A PARTICIPAÇÃO BRASILEIRA NA PRODUÇÃO DE PUBLICAÇÕES SOBRE O TEMA EDUCAÇÃO EM MUSEUS

A participação dos profissionais brasileiros foi de suma importância para a realização do evento, pois os museus cariocas seriam cenários para debates e trocas de experiências. Segundo Knauss (2011) a preparação e realização do Seminário Regional da UNESCO foram acompanhadas pelo jornal Correio da Manhã, sendo um dos motivadores a proprietária do jornal ser também diretora executiva do Museu de Arte Moderna do Rio de Janeiro. Em matérias do ano de 1957 é possível observar algumas das atribuições esperadas pelas equipes dos museus brasileiros:

A contribuição técnica brasileira, no seu aspecto educativo, deverá compreender, fundamentalmente: a) um levantamento sistemático das coleções dos museus brasileiros, públicos e particulares, com o registro dos dados históricos, pessoal técnico e administrativo, pesquisas, catálogos e publicações, etc. b) um estudo do funcionamento dos serviços educativos dos museus, regime de visitas (livres ou programadas), utilização pela comunidade, etc. c) uma análise dos meios atuais de divulgação de que se beneficiam os museus (catálogos, folhetos, reproduções fotográficas, diafilmes e dispositivos, filmes, rádio, televisão, etc.). d) sugestões, baseadas no levantamento a que se referem as letras a, b e c, para a melhor organização e apresentação das coleções dos museus para fins educativos. (MAURÍCIO, 1957: s/ pág.)

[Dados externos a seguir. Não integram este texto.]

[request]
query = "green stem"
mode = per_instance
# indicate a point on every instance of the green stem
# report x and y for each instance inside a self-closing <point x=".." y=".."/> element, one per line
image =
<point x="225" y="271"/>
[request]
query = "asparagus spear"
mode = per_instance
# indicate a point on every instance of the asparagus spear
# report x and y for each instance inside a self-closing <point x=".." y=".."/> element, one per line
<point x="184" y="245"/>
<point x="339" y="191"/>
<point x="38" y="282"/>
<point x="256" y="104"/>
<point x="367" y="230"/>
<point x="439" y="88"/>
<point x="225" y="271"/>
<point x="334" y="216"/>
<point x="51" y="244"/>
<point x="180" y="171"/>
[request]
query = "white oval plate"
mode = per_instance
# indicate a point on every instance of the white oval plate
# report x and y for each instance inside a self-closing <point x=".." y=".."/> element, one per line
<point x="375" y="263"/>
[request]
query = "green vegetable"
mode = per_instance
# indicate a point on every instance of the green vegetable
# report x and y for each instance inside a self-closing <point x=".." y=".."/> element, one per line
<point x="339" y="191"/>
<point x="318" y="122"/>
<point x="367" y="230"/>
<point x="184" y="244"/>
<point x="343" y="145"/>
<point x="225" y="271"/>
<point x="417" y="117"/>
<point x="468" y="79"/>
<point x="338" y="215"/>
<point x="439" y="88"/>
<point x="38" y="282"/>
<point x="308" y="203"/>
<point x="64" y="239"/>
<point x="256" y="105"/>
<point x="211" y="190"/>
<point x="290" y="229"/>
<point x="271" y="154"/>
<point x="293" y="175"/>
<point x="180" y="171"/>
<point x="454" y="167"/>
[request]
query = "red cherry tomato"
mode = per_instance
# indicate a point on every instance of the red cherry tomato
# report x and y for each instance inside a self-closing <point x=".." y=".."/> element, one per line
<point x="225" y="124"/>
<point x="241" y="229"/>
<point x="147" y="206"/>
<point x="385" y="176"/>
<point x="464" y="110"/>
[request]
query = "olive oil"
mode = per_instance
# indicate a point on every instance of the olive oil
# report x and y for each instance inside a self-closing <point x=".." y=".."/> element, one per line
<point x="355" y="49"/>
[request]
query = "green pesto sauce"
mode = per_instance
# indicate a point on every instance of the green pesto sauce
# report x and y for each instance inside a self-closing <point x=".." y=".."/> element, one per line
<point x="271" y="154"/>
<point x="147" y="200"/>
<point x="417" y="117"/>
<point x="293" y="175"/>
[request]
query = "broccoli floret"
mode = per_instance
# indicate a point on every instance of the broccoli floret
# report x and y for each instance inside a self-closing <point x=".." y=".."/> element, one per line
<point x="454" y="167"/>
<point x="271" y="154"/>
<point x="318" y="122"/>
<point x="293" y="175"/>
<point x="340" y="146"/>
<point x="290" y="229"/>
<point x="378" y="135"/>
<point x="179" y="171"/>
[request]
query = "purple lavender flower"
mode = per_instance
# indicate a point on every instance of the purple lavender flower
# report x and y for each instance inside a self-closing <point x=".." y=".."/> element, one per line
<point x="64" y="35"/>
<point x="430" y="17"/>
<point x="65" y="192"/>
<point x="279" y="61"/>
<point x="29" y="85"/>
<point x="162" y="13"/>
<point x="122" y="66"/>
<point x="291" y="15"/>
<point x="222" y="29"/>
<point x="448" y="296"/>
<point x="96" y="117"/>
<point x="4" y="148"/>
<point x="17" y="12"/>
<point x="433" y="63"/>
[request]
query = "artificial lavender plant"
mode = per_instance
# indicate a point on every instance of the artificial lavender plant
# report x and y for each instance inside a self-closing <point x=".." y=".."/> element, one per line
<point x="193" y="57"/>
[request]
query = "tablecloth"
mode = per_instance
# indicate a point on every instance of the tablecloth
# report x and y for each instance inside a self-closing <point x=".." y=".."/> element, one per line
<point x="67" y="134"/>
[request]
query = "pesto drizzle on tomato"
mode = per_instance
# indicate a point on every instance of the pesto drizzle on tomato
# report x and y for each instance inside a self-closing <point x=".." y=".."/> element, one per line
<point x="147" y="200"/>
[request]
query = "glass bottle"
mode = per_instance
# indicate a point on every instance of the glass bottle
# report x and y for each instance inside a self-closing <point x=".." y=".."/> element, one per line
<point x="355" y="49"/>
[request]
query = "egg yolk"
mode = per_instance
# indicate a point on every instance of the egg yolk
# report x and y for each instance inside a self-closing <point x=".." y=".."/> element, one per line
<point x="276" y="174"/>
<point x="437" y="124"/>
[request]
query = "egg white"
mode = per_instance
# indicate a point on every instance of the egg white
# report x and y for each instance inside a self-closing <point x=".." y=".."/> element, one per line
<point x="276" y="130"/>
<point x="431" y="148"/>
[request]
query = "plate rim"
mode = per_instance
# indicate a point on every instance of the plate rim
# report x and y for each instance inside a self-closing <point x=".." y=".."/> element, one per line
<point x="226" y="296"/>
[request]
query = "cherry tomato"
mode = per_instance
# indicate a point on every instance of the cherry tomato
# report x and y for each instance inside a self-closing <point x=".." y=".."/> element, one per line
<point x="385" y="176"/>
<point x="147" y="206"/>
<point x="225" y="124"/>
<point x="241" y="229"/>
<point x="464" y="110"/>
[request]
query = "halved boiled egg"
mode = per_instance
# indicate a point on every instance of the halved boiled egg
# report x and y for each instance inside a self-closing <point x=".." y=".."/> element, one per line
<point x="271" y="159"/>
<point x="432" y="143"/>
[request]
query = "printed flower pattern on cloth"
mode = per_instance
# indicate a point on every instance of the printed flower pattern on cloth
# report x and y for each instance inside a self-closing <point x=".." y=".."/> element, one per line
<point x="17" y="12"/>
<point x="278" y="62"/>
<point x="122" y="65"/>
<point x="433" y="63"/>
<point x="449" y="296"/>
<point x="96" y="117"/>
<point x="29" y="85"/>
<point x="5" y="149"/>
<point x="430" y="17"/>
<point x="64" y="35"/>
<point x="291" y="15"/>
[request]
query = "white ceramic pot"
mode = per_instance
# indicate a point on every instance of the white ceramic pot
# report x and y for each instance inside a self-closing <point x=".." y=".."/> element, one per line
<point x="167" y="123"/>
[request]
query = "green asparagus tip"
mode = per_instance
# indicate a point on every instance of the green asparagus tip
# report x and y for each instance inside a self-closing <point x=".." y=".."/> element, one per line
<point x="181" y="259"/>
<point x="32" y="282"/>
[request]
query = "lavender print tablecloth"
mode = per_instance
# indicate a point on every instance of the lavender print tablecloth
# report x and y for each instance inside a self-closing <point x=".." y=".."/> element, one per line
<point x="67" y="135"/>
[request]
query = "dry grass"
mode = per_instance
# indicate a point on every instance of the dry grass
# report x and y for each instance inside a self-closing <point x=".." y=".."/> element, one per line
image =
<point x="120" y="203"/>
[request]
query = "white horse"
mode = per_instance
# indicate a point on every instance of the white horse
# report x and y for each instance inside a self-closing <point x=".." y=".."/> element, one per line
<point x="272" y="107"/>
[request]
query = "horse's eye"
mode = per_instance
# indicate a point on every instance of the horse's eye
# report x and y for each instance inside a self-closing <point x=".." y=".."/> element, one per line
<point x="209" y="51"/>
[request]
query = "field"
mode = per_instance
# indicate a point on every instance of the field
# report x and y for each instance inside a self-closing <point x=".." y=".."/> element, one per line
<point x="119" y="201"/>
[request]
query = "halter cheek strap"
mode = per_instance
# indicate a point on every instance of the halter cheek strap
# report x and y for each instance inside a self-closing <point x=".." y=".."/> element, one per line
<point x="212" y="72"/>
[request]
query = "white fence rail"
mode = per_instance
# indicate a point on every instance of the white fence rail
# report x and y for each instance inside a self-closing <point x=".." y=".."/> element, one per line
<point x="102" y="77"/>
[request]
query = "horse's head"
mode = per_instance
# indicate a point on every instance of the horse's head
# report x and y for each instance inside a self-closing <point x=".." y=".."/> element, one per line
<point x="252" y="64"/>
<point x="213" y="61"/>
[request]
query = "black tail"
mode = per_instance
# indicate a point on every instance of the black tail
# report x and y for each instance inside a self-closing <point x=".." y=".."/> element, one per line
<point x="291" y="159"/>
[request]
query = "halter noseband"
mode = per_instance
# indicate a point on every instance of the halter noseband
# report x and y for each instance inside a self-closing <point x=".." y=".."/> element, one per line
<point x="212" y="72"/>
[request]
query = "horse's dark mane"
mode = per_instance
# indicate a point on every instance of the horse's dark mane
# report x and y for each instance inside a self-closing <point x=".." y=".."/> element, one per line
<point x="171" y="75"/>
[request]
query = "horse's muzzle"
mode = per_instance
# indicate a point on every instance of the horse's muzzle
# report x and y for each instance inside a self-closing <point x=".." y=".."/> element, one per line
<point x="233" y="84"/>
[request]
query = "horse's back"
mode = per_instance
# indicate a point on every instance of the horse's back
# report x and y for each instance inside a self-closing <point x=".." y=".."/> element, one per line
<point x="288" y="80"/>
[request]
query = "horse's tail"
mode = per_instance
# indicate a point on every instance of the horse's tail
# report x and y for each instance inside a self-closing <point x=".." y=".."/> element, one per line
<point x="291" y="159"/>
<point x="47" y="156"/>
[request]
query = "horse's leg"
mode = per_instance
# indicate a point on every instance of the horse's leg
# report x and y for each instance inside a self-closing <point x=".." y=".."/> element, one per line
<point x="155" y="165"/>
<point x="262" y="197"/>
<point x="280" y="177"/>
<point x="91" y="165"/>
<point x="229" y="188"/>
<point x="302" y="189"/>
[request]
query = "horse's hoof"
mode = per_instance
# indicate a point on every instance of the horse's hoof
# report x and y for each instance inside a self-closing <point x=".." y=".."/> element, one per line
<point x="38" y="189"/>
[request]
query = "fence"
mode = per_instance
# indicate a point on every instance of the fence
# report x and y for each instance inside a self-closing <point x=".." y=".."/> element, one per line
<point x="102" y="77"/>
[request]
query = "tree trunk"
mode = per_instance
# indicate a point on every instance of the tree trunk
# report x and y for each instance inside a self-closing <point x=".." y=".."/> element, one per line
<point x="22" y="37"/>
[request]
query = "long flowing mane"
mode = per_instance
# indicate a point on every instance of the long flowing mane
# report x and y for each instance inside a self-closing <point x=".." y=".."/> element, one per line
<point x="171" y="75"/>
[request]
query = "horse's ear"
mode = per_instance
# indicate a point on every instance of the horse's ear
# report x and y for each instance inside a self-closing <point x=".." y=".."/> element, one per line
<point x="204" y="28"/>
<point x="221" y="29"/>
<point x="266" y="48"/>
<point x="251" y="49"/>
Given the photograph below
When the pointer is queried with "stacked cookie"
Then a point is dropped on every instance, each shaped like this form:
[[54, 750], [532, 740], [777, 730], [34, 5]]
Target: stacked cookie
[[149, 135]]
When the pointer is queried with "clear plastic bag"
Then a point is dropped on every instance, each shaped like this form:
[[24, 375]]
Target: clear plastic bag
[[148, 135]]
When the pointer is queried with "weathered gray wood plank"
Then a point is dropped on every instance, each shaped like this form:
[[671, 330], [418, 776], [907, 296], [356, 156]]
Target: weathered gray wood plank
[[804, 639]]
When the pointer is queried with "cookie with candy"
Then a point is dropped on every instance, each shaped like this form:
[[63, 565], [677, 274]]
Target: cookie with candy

A organização do Seminário Regional da UNESCO reforçou a necessidade da aproximação entre museus e a Educação. Sua realização impulsionou uma produção intensa sobre educação em museus no referido ano. A escrita dos profissionais brasileiros sobre educação em museus é de suma relevância para os estudos sobre História de Educação no campo dos museus, pois evidenciam dois movimentos: 1) o exercício de diplomados do Curso de Museus que, a partir do aprendizado de sua formação, estavam construindo novos caminhos reflexivo e prático sobre o campo dos museus; 2) a apropriação dos principais debates sobre o tema debatidos internacionalmente. Entre as publicações destacam-se os livros: Recursos Educativos dos Museus Brasileiros, de Guy

José Paulo de Hollanda; Museu e Educação, de Florisvaldo dos Santos Trigueiros; e Museu Ideal, de Regina Monteiro Real. As publicações revelam diferentes intenções e necessidades do campo. No prefácio de sua obra, Guy de Hollanda esclarece tanto a finalidade como a concepção do livro Recursos Educativos dos Museus Brasileiros: a UNESCO solicitou de antemão um repertório dos museus nacionais, de acordo com modelo enviado pela entidade internacional, para auxiliar a realização do Seminário Regional. Assim, a Organização Nacional do Conselho Internacional de Museus (ONICOM), bem como o Centro Brasileiro de Pesquisas Educacionais (CBPE) apoiaram a realização da obra e, sendo o intelectual integrante da primeira e pesquisador do segundo, foi designado para tal trabalho (HOLLANDA, 1958). O título do livro sugere uma abordagem reflexiva sobre o caráter educativo dos museus, mas a obra não foi direcionada para tal análise. Ao contrário, como Knauss (2011, p.589) sugere, “o livro se define assim mais como um material de divulgação e apoio de referência dirigido a professores e escolas”. A preocupação do trabalho realizado foi de compilar em um único documento um retrato do perfil das instituições museológicas brasileiras, sendo um exercício pioneiro no País. O questionário enviado aos museus possuía onze campos, que buscavam contemplar informações sobre a história da instituição e de seu funcionamento. A escassez de tempo para a compilação dos dados é observada em alguns museus que foram contabilizados na obra, mas seus campos não foram preenchidos provavelmente por o autor não ter recebido o retorno do questionário das instituições. O próprio autor evidencia que a falta de tempo seria sanada em edições futuras. Os museus foram organizados na obra pelos Estados Federativos. Somando 142 (cento e quarenta e duas) instituições, as mais diversas informações sobre os recursos educativos disponibilizados pelos museus foram evidenciadas, desde visitas guiadas acompanhadas de sessão de cinema a agendamentos limitados por escassez de profissionais especializados. Na ausência de conservadores de museus, muitas visitas guiadas eram realizadas por diretores. Entre os materiais disponibilizados ao público estavam os catálogos de exposições e os guias de visitante.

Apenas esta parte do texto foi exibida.